An Ed-Fi API's key characteristics provide specific benefits to educational organizations. Security and privacy of data and data systems are primary concerns for all implementations and are addressed in an Ed-Fi API. The level of abstraction available with an Ed-Fi API also allows for a variety of use cases.

Benefits

An Ed-Fi API may be used to facilitate flexibility in a variety of situations where different applications and/or data stores need to consume, exchange, or manipulate education data. The major benefits of an Ed-Fi-aligned API are described below:

  • Data store and application agnosticism. Education organizations gain greater control over their application data infrastructure when they can use a common API that may be implemented or consumed by any number of vendors. Storage engines (backing an Ed-Fi API) may be selected to meet exact availability, distribution, and scalability needs. Applications (consuming an Ed-Fi API) all interoperate on common data, freeing education organizations to select product suites and/or individual applications that target specific user needs.

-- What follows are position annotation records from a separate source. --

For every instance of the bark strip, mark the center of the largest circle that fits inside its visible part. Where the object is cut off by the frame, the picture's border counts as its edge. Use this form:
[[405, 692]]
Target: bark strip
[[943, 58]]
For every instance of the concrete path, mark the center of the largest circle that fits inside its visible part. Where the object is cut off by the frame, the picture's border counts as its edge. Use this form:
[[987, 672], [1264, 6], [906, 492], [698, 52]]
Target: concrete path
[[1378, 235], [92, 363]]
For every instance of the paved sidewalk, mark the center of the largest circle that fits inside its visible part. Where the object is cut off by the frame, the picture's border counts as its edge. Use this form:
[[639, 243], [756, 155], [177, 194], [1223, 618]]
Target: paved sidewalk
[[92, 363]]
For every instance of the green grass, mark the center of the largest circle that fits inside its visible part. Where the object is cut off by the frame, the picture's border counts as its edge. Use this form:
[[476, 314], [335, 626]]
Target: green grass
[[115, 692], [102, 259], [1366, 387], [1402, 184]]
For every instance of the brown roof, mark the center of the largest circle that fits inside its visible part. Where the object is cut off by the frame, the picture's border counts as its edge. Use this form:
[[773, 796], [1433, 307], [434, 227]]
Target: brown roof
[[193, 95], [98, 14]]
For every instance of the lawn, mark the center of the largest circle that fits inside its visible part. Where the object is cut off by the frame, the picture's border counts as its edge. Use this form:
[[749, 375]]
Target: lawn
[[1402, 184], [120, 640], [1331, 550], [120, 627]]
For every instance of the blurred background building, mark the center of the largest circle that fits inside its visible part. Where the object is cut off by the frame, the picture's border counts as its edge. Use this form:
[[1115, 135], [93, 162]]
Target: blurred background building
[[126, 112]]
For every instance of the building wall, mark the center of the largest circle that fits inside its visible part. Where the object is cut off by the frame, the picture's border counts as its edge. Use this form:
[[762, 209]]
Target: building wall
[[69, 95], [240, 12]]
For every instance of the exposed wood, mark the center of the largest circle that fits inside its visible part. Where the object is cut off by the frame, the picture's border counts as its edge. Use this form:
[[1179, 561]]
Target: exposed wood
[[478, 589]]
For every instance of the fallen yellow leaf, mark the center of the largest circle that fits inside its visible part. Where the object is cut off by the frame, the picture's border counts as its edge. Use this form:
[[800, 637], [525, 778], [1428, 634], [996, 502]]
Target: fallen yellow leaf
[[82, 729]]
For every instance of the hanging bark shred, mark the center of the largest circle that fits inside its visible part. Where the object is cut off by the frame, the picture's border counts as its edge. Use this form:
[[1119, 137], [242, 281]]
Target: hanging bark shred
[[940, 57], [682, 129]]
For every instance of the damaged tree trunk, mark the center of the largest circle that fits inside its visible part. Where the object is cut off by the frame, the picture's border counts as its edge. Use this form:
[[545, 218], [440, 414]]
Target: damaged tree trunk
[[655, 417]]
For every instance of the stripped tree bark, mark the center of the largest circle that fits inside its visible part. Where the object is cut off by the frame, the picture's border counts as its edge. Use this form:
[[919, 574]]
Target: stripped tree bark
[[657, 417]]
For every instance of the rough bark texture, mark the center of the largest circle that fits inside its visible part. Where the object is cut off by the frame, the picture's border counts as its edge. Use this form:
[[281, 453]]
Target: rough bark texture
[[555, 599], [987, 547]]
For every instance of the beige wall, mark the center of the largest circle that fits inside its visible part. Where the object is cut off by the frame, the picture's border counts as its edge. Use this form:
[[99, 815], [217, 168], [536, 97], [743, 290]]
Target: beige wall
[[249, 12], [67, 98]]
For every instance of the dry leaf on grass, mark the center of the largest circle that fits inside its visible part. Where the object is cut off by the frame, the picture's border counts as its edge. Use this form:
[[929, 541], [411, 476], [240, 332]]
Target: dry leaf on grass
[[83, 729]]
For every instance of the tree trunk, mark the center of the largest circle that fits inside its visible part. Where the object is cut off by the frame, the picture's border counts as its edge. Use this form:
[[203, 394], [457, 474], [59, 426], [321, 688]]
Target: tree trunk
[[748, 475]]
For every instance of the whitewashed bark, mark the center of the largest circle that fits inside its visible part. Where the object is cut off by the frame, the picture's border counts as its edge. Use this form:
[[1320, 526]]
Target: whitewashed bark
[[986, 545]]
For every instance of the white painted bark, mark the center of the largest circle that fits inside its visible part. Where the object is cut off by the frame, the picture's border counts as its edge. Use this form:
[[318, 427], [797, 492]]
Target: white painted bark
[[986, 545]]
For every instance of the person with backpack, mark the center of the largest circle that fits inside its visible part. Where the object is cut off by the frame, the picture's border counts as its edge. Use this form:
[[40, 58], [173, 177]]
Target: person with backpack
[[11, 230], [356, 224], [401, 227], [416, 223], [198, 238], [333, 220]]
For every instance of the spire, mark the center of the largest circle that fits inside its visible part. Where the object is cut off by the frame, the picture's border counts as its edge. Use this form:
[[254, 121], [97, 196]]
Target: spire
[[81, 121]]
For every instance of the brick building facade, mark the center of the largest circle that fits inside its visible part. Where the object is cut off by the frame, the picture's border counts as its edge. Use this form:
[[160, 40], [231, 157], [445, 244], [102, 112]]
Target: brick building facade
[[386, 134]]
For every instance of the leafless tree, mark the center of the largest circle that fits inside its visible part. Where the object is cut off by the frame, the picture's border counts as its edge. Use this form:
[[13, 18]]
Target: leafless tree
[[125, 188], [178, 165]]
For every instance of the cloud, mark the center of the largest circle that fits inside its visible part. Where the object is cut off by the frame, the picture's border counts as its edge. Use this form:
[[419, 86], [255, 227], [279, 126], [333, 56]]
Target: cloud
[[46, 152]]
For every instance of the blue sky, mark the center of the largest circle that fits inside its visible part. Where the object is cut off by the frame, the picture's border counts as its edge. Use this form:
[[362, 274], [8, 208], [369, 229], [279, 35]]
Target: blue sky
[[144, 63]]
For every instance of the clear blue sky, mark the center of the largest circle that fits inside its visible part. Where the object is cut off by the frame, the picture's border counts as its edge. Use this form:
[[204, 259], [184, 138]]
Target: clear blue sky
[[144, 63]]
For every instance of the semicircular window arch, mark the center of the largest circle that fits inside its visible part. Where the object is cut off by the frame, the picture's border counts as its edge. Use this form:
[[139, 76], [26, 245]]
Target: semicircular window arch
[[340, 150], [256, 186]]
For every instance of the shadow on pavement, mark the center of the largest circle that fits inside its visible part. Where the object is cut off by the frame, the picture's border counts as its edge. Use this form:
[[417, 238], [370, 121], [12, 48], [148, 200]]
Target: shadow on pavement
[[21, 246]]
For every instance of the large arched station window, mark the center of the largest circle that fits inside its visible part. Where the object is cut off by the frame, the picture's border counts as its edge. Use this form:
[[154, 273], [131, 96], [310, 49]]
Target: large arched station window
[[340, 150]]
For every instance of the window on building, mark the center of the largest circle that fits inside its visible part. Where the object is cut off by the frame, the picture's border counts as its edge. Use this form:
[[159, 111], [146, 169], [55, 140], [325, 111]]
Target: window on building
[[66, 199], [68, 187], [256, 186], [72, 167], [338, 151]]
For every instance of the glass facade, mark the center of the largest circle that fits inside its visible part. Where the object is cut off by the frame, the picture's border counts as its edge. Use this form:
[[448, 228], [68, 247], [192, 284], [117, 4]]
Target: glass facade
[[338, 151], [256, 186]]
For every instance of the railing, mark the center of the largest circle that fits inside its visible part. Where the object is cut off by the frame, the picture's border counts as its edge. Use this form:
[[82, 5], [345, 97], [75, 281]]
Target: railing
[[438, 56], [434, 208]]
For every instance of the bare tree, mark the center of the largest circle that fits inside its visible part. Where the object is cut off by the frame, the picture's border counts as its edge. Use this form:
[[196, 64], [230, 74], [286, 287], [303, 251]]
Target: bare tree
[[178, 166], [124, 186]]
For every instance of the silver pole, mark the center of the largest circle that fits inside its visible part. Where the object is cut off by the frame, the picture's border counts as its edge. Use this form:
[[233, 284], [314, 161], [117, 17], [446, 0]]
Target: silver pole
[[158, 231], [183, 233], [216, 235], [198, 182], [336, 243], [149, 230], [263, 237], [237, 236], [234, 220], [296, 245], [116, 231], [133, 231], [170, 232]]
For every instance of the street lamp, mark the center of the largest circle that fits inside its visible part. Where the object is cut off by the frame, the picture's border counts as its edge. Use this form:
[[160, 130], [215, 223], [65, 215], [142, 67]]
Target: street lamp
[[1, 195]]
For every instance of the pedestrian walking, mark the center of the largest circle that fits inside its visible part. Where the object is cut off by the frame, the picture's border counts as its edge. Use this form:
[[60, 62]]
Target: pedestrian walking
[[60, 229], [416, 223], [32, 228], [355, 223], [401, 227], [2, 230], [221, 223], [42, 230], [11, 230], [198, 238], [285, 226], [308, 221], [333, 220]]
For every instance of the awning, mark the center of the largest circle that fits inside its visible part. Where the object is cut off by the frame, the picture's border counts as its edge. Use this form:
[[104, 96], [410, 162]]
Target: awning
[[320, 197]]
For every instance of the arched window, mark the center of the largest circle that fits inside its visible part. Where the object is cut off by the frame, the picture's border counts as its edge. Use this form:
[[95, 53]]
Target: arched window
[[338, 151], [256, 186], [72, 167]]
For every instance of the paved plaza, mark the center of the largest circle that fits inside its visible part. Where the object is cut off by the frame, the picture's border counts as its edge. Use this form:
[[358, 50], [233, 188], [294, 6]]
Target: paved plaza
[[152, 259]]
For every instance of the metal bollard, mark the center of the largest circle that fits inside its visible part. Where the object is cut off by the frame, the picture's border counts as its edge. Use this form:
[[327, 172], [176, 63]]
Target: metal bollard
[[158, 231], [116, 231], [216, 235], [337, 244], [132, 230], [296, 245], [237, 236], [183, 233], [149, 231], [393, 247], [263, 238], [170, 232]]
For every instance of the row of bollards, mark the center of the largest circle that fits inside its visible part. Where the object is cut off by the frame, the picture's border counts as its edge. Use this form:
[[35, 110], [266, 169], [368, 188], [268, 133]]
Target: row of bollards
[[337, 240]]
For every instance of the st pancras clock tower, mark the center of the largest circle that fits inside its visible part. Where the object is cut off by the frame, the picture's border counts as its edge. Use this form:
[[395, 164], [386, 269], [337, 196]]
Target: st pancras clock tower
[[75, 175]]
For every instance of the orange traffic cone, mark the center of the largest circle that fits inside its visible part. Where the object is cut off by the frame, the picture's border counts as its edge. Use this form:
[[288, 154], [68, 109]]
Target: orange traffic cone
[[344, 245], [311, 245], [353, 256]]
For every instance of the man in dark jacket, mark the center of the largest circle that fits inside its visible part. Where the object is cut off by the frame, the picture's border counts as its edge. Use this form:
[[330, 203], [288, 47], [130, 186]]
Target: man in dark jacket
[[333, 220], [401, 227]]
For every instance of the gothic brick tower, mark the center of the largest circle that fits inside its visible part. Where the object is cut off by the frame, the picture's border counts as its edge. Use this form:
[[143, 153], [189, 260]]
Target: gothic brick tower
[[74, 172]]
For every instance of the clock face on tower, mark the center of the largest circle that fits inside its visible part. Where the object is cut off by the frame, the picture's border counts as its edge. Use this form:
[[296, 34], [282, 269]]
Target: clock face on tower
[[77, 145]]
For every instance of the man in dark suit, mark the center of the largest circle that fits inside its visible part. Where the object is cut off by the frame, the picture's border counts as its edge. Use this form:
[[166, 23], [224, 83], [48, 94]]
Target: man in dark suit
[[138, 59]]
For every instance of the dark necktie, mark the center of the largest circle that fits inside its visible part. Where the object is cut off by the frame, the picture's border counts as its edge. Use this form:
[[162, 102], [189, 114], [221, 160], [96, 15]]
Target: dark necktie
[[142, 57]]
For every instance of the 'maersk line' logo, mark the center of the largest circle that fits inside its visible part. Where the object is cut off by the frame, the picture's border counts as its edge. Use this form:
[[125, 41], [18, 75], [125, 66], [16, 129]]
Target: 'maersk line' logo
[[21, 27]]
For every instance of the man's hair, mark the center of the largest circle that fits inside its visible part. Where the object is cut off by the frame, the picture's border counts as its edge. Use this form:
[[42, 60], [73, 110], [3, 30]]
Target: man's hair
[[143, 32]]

  • Data consistency between applications. Educational organizations use many applications. Often, these applications use similar core entities such as student, school, and class. When changes are needed for any of these core entities, the entities must be updated in several systems. Inconsistencies often do not become apparent until the data are combined into a central repository for cross-reporting purposes. An Ed-Fi API implementation enables a common repository for core entities, so consistency is maintained across applications at all times.

  • Simplified infrastructure. The IT staff at many educational organizations are overtaxed with ever-increasing system management, desktop support, and reporting requirements. Each additional application and data repository represents additional "surface area" that must be managed, monitored, maintained, and secured. Infrastructure may be simplified by using an Ed-Fi API instead of trying to synchronize between proprietary data stores or application-specific APIs.

  • Open infrastructure. An Ed-Fi API is built on current industry best practices and standard HTTP verbs. Therefore, an Ed-Fi API neither requires nor precludes cloud-based providers (e.g., data repositories) or consumers (e.g., desktop or mobile applications), or data store topology (e.g., relational or document storage). The technology provider has the choice to use any of these technologies.

Security

Security is necessarily a major concern for all organizations that deal with education data. An Ed-Fi API addresses those security concerns in specific ways. Security, in this context, consists primarily of three activities:

  • Identifying users and client applications seeking access to information (i.e., authentication)

  • Establishing access policies to information (i.e., authorization)

  • Enforcing those access policies.

(Other operational security considerations, such as availability, are out of scope for this document).

An Ed-Fi API platform containing personally identifiable data or data about which there are privacy concerns will limit access to authenticated and authorized client applications. Even systems that deal only with public data should secure access by authorizing and authenticating all access.

It is recommended that API developers on a regular basis use open community standards for application security — such as those provided by the Open Web Application Security Project — to validate their implementations against common security vulnerabilities.

More details and guidance regarding security are provided in the API Implementation Guidelines section.